Date : 2-4 juillet 2010

Lieu : Belfort

 

Certains pourraient légitimement se demander pourquoi Chroniques électroniques s'évertue à se rendre aux Eurockéennes de Belfort. La présence des musiques électroniques y est famélique mais il règne en ce festival franc-comtois une ambiance "bon enfant". Si on ajoute à cela des middle-names toujours intéressants et le plus beau site de festival d'Europe, on comprend mieux pourquoi la pharaonique manifestation belfortaine suscite toujours autant d'attrait. Avouons également que certains membres de Chroniques électroniques ont un investissement plus qu'affectif pour ce festival. C'est donc au grand complet et avec une bonne humeur sans faille que nous nous rendons sur les luxuriants rivages du Malsaucy.

 

Vendredi 2 juillet

 

Par plus de 35° à l'ombre, les festivaliers ont tenté de se rafraîchir la glotte à coup de bières tièdes et d'apéros efficaces mais bon marché. La bière anti-émeute distribuée sur le site fera le reste...

Les vétérans du skate-punk-core (AOC) Sucidal Tendencies investissent la scène du chapiteau sous les acclamations d'un public qui n'était même pas né à leurs débuts. Emmené par leur enthousiaste et un peu gras leader/chanteur Mike Muir, les yankees feront résonner leurs classiques pendant plus d'une heure. Le batteur Eric Moore est tout bonnement impressionnant. Même si tout cela a plus que vieilli, la formation ne s'est pas contentée de faire le job et a vraiment transpiré. Après un envahissement de scène bien bordélique, le groupe part se reposer dans leurs loges avant de se décliner plus tard dans la soirée en tant que Infectious Grooves.

ST.jpg

C'est entre excitation et profonde interrogation que je me dirige alors vers la Grande scène pour assister à la prestation de The Dead Weather.

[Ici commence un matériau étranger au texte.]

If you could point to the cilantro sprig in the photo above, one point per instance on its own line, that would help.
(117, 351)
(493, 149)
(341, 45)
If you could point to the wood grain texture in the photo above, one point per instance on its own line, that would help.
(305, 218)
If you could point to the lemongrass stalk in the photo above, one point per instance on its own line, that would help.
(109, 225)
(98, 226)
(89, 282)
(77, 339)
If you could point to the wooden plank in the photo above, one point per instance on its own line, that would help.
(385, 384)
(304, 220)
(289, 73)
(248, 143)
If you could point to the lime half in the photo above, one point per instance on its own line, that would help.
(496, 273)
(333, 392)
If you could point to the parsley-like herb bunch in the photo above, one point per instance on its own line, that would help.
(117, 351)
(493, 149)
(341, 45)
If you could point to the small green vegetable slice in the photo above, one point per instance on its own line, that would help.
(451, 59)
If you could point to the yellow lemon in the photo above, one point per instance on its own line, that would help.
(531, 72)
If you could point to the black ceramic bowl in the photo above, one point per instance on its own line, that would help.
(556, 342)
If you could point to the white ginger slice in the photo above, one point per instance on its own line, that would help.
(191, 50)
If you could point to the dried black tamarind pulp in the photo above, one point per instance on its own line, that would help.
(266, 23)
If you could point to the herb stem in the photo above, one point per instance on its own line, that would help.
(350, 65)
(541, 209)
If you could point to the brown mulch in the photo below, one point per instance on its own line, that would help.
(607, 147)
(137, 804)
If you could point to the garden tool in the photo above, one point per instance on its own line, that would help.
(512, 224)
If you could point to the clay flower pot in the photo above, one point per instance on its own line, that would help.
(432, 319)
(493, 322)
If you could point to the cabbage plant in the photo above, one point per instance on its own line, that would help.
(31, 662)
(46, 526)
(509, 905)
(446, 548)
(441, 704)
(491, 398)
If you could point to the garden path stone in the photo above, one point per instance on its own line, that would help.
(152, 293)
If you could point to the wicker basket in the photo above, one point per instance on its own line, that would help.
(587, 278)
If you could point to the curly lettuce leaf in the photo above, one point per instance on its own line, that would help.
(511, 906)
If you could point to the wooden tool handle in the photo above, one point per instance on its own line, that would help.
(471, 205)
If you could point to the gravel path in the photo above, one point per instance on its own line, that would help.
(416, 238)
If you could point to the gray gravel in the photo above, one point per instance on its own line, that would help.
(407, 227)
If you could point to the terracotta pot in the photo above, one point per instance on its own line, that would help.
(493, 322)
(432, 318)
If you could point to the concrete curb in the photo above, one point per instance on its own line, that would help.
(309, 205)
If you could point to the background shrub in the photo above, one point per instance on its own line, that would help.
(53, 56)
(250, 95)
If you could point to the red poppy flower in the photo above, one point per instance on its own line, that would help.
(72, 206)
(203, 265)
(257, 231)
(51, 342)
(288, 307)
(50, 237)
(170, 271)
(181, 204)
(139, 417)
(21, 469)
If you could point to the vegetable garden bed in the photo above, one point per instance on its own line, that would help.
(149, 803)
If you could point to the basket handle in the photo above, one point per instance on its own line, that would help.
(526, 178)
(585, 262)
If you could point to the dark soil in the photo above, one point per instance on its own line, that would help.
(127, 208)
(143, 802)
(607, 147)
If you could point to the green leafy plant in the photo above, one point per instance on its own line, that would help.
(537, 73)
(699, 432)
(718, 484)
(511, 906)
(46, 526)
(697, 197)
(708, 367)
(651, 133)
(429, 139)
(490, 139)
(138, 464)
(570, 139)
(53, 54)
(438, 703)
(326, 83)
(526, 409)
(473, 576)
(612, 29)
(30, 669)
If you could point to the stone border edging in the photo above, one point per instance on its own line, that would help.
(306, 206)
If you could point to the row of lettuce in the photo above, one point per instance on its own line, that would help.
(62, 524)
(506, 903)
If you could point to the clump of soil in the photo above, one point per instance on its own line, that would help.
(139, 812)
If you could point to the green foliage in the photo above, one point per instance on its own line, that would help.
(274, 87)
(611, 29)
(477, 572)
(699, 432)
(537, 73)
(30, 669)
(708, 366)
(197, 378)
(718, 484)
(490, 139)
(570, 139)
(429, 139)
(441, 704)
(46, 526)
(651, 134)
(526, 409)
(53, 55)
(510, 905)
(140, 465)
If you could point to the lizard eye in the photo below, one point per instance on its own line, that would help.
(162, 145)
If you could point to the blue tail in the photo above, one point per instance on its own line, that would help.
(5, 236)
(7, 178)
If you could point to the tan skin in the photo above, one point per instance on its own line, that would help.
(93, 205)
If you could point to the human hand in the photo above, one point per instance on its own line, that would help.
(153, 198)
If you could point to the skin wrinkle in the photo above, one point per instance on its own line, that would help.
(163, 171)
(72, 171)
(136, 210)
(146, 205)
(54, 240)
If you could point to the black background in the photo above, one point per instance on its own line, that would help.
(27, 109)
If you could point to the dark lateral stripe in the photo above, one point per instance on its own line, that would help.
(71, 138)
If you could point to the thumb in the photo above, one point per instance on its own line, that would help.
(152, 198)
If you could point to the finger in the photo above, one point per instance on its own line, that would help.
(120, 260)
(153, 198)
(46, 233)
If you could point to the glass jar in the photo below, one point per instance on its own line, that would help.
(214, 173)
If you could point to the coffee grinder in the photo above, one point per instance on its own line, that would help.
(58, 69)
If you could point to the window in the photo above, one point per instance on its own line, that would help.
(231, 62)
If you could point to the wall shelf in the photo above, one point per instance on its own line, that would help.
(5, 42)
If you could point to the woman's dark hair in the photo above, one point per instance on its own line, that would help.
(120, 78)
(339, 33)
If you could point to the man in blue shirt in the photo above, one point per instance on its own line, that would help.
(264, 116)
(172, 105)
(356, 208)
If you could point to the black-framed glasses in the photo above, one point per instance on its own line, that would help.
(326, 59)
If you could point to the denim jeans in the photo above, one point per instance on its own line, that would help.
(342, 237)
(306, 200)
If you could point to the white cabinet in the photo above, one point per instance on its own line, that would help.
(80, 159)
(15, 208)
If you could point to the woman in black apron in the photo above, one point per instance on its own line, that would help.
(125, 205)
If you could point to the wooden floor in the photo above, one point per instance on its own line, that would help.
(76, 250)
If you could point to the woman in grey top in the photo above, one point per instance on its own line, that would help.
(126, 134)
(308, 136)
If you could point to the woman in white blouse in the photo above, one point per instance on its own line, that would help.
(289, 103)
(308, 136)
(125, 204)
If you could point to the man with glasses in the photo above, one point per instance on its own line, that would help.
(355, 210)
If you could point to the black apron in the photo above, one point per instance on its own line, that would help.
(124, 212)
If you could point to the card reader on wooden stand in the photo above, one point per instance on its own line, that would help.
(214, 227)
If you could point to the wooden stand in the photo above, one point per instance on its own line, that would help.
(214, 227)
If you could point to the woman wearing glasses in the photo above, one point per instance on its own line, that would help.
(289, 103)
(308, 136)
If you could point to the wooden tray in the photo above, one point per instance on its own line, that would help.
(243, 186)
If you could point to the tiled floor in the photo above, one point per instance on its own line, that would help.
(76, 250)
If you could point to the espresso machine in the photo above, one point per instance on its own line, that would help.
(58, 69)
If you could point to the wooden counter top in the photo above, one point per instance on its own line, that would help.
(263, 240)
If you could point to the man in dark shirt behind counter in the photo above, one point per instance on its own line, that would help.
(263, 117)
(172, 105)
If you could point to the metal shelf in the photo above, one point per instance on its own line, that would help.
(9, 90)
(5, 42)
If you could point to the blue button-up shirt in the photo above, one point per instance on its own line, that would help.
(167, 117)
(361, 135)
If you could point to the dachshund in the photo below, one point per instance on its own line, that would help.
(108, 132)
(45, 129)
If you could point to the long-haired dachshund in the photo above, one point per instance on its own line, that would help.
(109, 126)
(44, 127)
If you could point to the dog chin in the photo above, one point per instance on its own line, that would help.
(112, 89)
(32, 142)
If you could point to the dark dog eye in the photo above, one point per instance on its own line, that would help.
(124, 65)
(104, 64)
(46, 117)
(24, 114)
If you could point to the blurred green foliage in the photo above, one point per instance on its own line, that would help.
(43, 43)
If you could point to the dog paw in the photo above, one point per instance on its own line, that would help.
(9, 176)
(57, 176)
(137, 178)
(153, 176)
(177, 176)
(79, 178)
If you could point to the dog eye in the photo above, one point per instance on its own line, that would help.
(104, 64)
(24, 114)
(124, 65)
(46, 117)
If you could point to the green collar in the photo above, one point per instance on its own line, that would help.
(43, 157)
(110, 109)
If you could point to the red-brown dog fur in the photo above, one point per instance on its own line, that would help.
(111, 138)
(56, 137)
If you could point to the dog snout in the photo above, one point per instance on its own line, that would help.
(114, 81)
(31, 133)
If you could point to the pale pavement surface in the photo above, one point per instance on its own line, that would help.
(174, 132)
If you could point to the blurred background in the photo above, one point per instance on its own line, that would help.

Non content d'être devenu une icône du rock moderne suite à son succès mérité avec les White Stripes, le charismatique Jack White crée des all-star band depuis quelques années. Le bide de The Raconteurs retentit encore. Accompagné cette fois-ci de la poseuse, théâtrale mais tellement bandante Alison Mosshart et de Dean Fertifa (QOTSA) à la guitare, le groupe va me foutre une grosse baffe. Ce qui se révélait être une belle arnaque sur disque explose complètement en live. Y a un parfum de western un peu sombre bien influencé par The Velvet Underground et The Black Crowes du plus bel effet. Et quand Jack empoigne sa guitare sur Will Be Enough Water pour électriser la foule avec ses riffs de super-héros, Alison va s'asseoir pour cuver et fumer sa clope. Le très enlevé Cut Like A Buffalo fut aussi très enthousiasmant. Cette prestation demeurera comme une des plus grandes réjouissances du cru 2010.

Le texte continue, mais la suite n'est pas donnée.